Comment rendre les drones entièrement autonomes

Les véhicules aériens sans pilote (UAV en abrégé) ont prouvé leur utilité en tant qu'outils militaires. Mais la plupart des drones ne sont pas vraiment autonomes : ils sont commandés à distance par un contrôleur humain depuis le sol.





Pour devenir vraiment autonomes, les drones devront devenir bien meilleurs pour détecter les obstacles et réagir à temps pour éviter une collision. Cela sera particulièrement important s'ils doivent un jour opérer dans un espace commercial.

Sanjiv Singh , professeur et chercheur à l'Université Carnegie Mellon, a développé un nouveau système pour aider les drones à faire exactement cela.

Étant donné que la plupart des drones sont assez petits et légers, ils ne peuvent pas transporter les capteurs lourds et énergivores que les avions plus gros peuvent utiliser pour détecter d'autres avions. Alors Singh et étudiant Debadeepta Dey développé un algorithme qui utilise une caméra ordinaire et plusieurs logiciels pour détecter les obstacles potentiels.



Leur système de détection et d'évitement fonctionne sur un large champ de vision (jusqu'à trois milles de distance) et dans un large éventail de conditions météorologiques. Pour ce faire, il trouve des points contrastés dans une image vidéo (comme une tache sombre contre des nuages ​​blancs) et les suit pour déterminer le mouvement.

Dans la vidéo ci-dessous, le système décrit les objets en mouvement en rouge, comme un avion (distingué par la boîte verte). Il identifie également le mouvement caractéristique de la poussière - plutôt qu'un obstacle volant - sur la lentille (bleu).

Cliquez ici pour voir une version plus grande de la vidéo.



Nous avons prouvé que détecter et éviter les véhicules aériens sans pilote utilisant des capteurs passifs est une possibilité très réelle, et avec un peu plus de temps et de maturité, cela évoluera vers une technologie standard déployable, a déclaré Dey, qui a présenté les détails du système au Conférence internationale sur la robotique de terrain et de service hier.

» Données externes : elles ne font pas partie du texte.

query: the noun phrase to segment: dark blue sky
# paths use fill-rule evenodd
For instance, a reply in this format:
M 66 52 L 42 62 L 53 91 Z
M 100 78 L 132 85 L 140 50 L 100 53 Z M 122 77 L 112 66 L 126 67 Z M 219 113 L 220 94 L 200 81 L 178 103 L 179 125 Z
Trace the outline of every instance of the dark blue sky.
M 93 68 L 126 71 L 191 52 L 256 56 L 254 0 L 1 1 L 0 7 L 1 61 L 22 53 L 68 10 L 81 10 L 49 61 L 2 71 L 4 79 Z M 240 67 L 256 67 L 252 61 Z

Le système de détection et d'évitement peut repérer un petit avion biplace à huit kilomètres de distance, explique Dey. Jusqu'à présent, lui et Singh l'ont testé depuis le sol en utilisant de vrais avions. Actuellement, il produit quelques faux positifs (identifiant des bugs comme des avions, par exemple), mais les chercheurs prévoient de coupler un capteur lidar à la caméra pour l'améliorer. En faisant rebondir un faisceau laser sur l'obstacle, le lidar mesurera sa distance pour aider à déterminer s'il s'agit vraiment d'un avion sur une trajectoire de collision ou simplement d'un insecte faisant du stop.